The sole issue before us is whether a sheriff at a foreclosure sale is entitled to poundage upon the entire bid amount of a first mortgage purchaser when such bid is for a sum less than the amount owing on the first mortgage, and no moneys were actually paid to the sheriff. For the reasons which follow, we hold he is not.
Poundage in foreclosure sales is governed by R.C. 311.17, which provides in part:
“(B) In addition to the fee for service and return, the sheriff may charge:
a* * *
“(4) Poundage on all moneys actually made and paid to the sheriff on execution, decree, or sale of real estate, one per cent.”
Statutes governing sheriff’s fees have contained these precise words, varying only in the percentage due, since 1837. (35 Ohio Laws 53, 54.) The purpose for an allowance of poundage has remained equally constant, “* * * namely: as a compensation to the sheriff for the risk incurred in handling and disbursing money actually received by him in his official capacity.” Major v. Internatl. Coal Co. (1907), 76 Ohio St. 200, 209, 81 N.E. 240, 242.
In Internatl. Coal Co., this court faced a situation identical in all salient respects to the case sub judice. We stated, in paragraph one of the syllabus:
“Under Section 1230, .Revised Statutes, a sheriff is not entitled to *64poundage upon the sale of mortgaged premises under an order of sale in foreclosure, where the real estate so sold by him is bid off and purchased by one who is entitled to the whole of the proceeds arising from the sale, although such purchaser was not a party to the suit in which the decree of foreclosure was made and the order of sale issued.” (Emphasis added.)
R.S. 1230, a predecessor to R.C. 311.17, contained the following additional provision: “* * * but when such real estate is bid off and purchased by a party entitled to a part of the proceeds, the sheriff shall not be entitled to any poundage except on the amount over and above the claims of such party.” (77 Ohio Laws 116, 117.) The purchasers in Intenatl. Coal Co. paid no money to the sheriff, other than a sum to cover expenses and costs of the sale. They merely turned over sufficient bonds held as a lien on the property to cover the purchase price. There existed neither an amount over and above the claim of the bondholders, nor any moneys actually made and paid to Sheriff Major.
Appellant, however, points to the recent amendment to R.C. 311.17 in support of his position. Effective December 26, 1984, the legislature deleted the language dealing with purchase by a party entitled to a part of the proceeds. The sheriff argues that the legislature thereby intended to allow poundage on the entire sale amount even where the purchaser is the first mortgage holder and the purchase price, being less than the amount owed on the mortgage, is applied to satisfy such debt.

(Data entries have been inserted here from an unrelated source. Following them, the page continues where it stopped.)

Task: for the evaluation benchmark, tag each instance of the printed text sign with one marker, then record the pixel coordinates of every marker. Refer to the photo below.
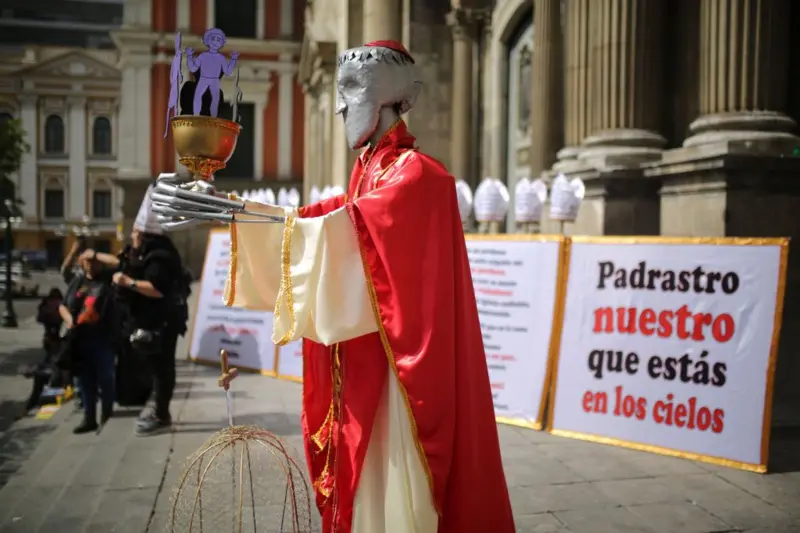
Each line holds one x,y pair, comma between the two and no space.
515,288
669,345
247,335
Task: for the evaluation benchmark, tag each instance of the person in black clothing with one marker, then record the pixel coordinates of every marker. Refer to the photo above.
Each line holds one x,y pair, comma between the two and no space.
46,372
87,312
149,276
48,316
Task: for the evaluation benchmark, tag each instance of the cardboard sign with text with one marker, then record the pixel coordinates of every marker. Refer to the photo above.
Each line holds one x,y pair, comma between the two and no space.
247,335
669,346
516,279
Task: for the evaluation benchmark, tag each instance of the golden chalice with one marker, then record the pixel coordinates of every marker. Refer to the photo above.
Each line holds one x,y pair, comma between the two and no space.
204,144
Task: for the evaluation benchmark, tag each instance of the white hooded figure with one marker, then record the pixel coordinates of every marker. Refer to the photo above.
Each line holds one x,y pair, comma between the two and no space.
465,200
565,198
283,197
491,204
314,195
146,220
529,199
293,197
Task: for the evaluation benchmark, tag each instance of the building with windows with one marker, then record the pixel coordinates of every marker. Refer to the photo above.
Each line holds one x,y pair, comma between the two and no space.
90,81
67,100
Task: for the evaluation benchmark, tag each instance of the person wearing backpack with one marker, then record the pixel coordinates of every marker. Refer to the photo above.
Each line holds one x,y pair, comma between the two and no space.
149,277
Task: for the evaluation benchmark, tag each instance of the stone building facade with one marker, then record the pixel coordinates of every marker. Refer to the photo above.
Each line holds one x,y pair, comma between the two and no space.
679,115
68,102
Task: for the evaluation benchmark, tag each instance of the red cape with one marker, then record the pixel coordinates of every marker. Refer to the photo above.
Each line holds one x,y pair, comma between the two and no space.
416,262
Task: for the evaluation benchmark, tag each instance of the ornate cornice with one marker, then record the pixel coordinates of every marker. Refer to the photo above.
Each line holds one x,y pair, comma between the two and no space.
466,23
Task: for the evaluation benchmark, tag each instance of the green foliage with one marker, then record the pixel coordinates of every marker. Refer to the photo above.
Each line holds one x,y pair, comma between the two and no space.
12,149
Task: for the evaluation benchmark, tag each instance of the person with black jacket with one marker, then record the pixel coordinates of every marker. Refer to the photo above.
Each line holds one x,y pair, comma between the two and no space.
89,351
149,274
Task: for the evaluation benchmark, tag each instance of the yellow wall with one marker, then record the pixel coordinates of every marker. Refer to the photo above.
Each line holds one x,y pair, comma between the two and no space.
35,240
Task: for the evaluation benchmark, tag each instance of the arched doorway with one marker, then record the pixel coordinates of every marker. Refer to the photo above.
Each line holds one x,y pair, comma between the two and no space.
518,111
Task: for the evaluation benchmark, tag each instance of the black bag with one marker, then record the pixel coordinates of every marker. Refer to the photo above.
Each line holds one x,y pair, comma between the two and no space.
134,378
146,342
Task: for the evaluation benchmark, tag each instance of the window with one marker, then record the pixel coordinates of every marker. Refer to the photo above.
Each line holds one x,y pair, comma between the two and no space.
54,135
54,203
55,252
240,165
237,18
101,204
101,136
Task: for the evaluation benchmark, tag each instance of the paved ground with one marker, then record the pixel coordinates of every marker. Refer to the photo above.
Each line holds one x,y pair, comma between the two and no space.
115,482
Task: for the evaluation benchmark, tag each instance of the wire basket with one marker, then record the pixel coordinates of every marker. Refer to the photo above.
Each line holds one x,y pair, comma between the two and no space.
243,479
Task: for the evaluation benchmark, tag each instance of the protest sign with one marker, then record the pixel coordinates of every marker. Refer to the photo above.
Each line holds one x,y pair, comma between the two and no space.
516,280
289,361
245,334
669,346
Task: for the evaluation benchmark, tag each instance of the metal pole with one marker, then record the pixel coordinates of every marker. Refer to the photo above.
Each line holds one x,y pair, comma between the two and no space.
9,319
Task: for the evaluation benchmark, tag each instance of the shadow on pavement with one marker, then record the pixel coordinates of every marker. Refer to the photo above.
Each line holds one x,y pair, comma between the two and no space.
281,424
783,450
16,445
9,366
219,394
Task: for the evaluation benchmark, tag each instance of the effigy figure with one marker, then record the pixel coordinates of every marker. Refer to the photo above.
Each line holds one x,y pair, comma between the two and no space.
398,419
210,66
186,100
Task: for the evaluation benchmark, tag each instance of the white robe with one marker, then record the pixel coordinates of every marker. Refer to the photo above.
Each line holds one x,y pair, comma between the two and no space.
329,302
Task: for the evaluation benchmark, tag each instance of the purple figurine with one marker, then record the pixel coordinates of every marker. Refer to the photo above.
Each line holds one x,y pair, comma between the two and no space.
175,80
211,64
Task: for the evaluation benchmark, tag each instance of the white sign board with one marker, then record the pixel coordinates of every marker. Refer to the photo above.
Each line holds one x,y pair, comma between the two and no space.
290,361
247,335
669,346
515,283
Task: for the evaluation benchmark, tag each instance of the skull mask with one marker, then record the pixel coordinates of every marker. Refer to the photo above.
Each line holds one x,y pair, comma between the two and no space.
373,76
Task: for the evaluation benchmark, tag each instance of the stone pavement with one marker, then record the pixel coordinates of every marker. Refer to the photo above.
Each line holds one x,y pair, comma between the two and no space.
115,482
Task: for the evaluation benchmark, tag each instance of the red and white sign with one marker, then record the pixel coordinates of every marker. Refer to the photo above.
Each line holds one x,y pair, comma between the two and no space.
516,281
246,335
669,346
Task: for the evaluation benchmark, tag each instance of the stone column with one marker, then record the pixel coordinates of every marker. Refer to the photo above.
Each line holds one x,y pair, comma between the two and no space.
577,76
463,24
28,171
260,103
744,46
77,156
383,20
546,86
626,83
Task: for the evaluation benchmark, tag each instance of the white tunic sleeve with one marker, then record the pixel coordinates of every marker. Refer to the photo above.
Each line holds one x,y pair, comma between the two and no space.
308,271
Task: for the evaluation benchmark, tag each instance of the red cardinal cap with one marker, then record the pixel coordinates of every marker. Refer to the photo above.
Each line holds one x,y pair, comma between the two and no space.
392,45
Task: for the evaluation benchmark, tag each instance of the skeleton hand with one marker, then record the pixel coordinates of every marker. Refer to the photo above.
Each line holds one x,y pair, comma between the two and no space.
180,206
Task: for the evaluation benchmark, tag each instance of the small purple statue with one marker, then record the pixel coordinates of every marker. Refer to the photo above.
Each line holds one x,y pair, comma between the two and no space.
211,64
175,80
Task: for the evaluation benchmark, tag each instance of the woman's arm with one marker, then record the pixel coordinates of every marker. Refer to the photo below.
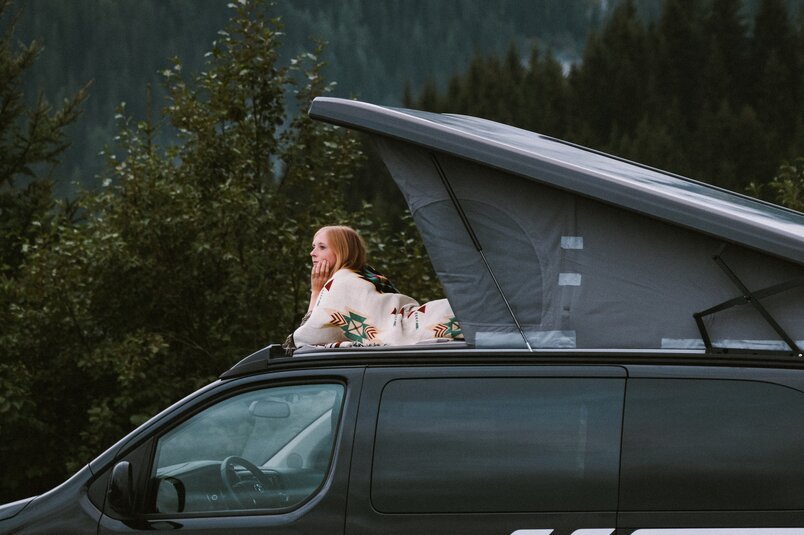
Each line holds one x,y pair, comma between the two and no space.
319,274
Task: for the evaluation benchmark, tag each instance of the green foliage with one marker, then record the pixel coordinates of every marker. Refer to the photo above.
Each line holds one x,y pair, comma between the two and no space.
697,91
788,185
189,257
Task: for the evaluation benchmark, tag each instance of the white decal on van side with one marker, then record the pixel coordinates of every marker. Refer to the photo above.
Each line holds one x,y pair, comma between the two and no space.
569,279
604,531
721,531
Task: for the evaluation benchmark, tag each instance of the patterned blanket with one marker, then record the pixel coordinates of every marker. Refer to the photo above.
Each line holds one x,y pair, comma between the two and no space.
362,309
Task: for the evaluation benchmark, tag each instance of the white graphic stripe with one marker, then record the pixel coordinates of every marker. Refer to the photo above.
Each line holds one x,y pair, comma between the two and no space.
721,531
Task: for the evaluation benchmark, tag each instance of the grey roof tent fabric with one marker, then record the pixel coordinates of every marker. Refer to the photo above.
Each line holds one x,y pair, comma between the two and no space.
588,250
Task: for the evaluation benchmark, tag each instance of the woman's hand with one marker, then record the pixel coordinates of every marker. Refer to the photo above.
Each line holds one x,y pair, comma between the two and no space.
319,274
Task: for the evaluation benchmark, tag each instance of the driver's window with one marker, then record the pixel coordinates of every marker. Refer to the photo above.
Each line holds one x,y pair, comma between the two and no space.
262,449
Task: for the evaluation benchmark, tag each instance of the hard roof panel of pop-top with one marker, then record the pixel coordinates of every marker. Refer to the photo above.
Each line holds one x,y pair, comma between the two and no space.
544,244
681,201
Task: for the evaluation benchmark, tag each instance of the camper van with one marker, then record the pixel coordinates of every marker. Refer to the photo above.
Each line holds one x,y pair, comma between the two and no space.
633,364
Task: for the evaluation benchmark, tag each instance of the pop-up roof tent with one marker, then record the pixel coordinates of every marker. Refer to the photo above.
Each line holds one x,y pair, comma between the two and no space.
544,244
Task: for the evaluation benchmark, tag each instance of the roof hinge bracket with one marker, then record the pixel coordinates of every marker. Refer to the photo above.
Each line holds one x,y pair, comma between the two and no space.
754,299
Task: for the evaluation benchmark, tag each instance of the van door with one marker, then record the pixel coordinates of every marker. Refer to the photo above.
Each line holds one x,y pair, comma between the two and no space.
270,453
713,449
487,450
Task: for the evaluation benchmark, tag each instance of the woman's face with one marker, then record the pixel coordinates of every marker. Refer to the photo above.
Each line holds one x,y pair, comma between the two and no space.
321,250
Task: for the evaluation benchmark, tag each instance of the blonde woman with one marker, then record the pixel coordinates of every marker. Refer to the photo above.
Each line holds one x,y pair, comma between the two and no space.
353,305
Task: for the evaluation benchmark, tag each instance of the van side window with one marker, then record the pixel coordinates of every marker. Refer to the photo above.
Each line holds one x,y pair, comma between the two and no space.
712,445
497,445
262,449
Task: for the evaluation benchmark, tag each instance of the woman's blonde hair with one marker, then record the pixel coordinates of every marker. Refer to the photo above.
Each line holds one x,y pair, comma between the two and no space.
347,246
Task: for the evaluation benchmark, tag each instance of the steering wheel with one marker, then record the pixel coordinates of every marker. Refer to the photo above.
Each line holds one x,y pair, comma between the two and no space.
254,492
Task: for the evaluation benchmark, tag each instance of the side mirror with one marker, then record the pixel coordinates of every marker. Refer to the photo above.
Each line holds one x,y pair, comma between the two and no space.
121,489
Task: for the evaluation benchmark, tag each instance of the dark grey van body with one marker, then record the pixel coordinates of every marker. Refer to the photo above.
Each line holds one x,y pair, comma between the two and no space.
476,442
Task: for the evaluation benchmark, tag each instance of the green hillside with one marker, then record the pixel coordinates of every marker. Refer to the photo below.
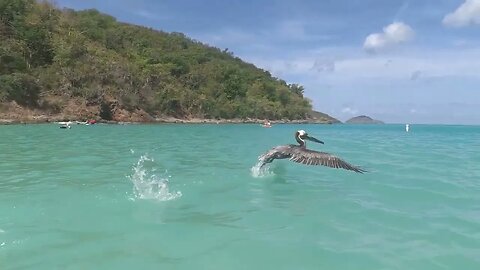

We are unconvinced. The unamended portion of the statute still controls, limiting poundage to “moneys actually made and paid to the sheriff.” The fact remains that no money was actually paid to the sheriff as required. The mortgagee purchaser is not required to pay over to the sheriff, nor into court, money which would be paid back to him, “* * * for the legal effect of the bid and sale, followed by confirmation and deed, is only to satisfy the mortgage, and the debt pro tanto, and vest in the mortgagee, purchaser, the equity of redemption of the * * * [mortgagor], and is not to produce a fund for distribution. It has never been the law or practice in this state to require a mortgagee, purchasing under such circumstances, to pay the amount of his purchase either to the officer making the sale, nor into the court. The reason is that having already the legal title subject to the equity of redemption of the mortgagor, the purchaser is in a sense the owner, and requires only a satisfaction in a legal manner of the equity of redemption, and of any subsequent liens, followed by possession, in order to give him a complete title to the land. To require the mortgagee to pay over to the assignee in money the amount of his bid, to be followed by a repayment to him by the assignee of all or the major part of the sum would not only be the requiring of a vain thing, a ceremony illogical and useless, but it would in many cases work downright injustice.” Andrews v. Johns (1898), 59 Ohio St. 65, 72-73, 51 N.E. 880, 882.
The sheriff received no money, incurred no risk, and earned no compensation by way of poundage under R.C. 311.17, except to the extent of $2,015.43 entrusted to him for payment to the county treasurer. He was *65therefore entitled, as the trial court so held, to poundage in the amount of $20.15.
Accordingly, the judgment of the court of appeals is affirmed.
Judgment affirmed.
Moyer, C.J., Sweeney, Locher, Holmes, Douglas, Wright and H. Brown, JJ., concur.